Chopping hard, Armour has cut its physical plant by 42%, but has managed to maintain its sales rate and increase its gross margin, the meat packers' measure of profit. At the same time it has geared its buying and processing to what Americans like rather than to what is merely available. The amount of pork eaten by Americans has remained remarkably steady for 40 years, but lamb is declining everywhere except in New England, New York and Los Angeles. The real advance is in beef eating, which has risen 77% since 1940. "After all," explains Armour Chairman William Wood Prince, 50, "when a fellow takes a girl out and wants to impress her, he buys her beefsteak."

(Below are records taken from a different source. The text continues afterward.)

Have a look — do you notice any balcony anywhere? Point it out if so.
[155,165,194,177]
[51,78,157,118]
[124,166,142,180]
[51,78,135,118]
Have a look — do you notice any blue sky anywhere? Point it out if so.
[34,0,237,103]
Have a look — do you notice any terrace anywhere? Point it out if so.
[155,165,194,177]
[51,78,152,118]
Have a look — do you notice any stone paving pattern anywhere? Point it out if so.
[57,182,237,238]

Armour in recent years has pushed both modernization and diversification to make use of almost everything in an animal but its squeal. Most of its processes, from skinning to tinning, are now controlled by buttons, and new byproducts have led Armour in promising directions. From bone meal, it has moved strongly into all types of fertilizer. Tentative steps into Pharmaceuticals with pepsin from hog stomachs have led to a line of non-meat products that includes tranquilizers and cosmetics. Excursions into soapmaking to utilize fatty acids produced Dial soap, got Armour so interested in the grocery end that it now even makes pizza pie. Diversified Armour has been reorganized into seven divisions.

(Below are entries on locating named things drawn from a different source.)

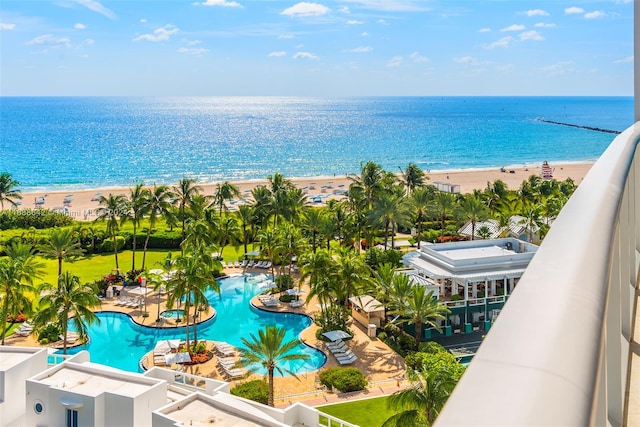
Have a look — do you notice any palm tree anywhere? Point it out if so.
[237,205,254,255]
[409,188,432,249]
[335,248,371,307]
[34,271,100,354]
[41,228,84,276]
[240,325,309,406]
[459,194,488,240]
[382,365,456,427]
[389,285,451,345]
[400,163,429,196]
[369,193,409,249]
[213,181,240,217]
[0,172,22,210]
[167,247,220,349]
[173,178,202,249]
[142,184,173,270]
[300,249,336,311]
[121,184,148,271]
[95,193,127,268]
[0,243,43,345]
[433,191,456,241]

Adopted at 30. The man responsible for the company's success is Billy Prince, a brash, bouncy executive who reads poetry in his spare time, once wanted to be a schoolteacher. Prince had an unusual debut into meat packing. Born William Wood, he was adopted at 30 by Cousin Frederick H. Prince, an 81-year-old Boston banker who had no sons he thought able to take over his $150 million holdings. At Prince's request, Billy Wood took his cousin's name and a trustee's job, supervised a spread of trusts that eventually included 353,000 Armour shares. When Armour foundered a few years back, he moved from nervous board member to nagging president, got the company on its feet in six years. Prince, now chairman but still chief executive, is satisfied that the meat packer with the modern look has diversified enough. He aims to get a bigger share of the broad fields that Armour has invaded.